1984 Sikh riots survivors say they still await justice

The survivors of the riots in the CRPF colony of Ludhiana claim that successive Congress governments delayed justice to the affected families.

Representational image  Image Source : PTIRepresentational image 

As Gurjal Kaur, 75, stares blankly at the dirty, moldering wall of her house, her nightmarish memories of the 1984 anti-Sikh riots turn into fresh bleeding wounds. 

With Punjab going to polls on Sunday, Congress leader Sam Pitroda's flippant remark that "1984 hua to hua" and the BJP's relentless offensive over it has brought the anti-Sikh riots back into the political discourse.

The survivors of the riots in the CRPF colony of Ludhiana claim that successive Congress governments delayed justice to the affected families.

Kaur, who lost two of her sons, Harbhajan Singh and Amarjit Singh, in the 1984 communal flare-up, claims the Akalis have helped the survivors of the riots the most and that the previous Congress governments at the Centre and in the state "ruined our lives". 

Charanjeet Kaur, 59, who lost her two sons and husband in the riots, said, "We saw what people would not have seen during Partition.
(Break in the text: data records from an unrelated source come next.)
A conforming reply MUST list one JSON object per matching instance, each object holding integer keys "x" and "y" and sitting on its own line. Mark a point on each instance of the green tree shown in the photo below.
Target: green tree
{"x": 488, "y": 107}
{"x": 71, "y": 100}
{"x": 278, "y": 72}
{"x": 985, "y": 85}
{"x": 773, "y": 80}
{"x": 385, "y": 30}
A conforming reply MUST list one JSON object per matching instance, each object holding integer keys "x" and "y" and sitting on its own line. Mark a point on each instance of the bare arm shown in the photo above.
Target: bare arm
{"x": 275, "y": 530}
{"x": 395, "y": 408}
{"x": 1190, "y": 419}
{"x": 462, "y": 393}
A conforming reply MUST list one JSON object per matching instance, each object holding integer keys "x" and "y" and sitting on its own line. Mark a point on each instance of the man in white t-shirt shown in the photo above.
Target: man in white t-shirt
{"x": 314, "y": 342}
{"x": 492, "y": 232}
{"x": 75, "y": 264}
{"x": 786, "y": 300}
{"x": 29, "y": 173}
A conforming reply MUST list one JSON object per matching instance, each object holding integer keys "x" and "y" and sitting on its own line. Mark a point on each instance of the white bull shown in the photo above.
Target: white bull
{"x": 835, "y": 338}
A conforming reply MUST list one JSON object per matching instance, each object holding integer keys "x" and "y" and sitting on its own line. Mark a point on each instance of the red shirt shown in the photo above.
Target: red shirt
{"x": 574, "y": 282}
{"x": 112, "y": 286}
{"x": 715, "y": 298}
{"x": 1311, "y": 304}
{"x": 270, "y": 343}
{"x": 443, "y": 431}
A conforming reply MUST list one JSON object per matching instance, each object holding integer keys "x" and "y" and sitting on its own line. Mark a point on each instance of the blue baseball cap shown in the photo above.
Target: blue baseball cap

Mobs burnt thousands of Sikh men alive and raped the women."

Gurdeep Kaur of the women's wing of 1984 Sikh Katle-Aam Peerat Welfare Society alleges former Punjab chief minister Rajinder Kaur Bhattal did not let the grant given by the Centre reach the victim families in the state. 

"The Akali government took some steps, but those were not enough. There are around 35,000 riot-affected families in Punjab, and the Badal government gave flats only to 3,000," she added.

"Four commissions, nine committees, and two SITs were set up to probe the killings. Why? It is clear that the Congress governments wanted to hide someone's role in the riots," she said.

Former AAP leader and senior lawyer H S Phoolka, who has been representing victims of the riots in court cases, says that instead of punishing leaders involved in the anti-Sikh riots, the Congress had elevated and promoted them.

A state Congress leader on condition of anonymity said no one can question Chief Minister Amarinder Singh on his commitment toward ensuring justice to the victims of the riots.

"He had himself resigned from Parliament to protest against what had happened...," the leader said.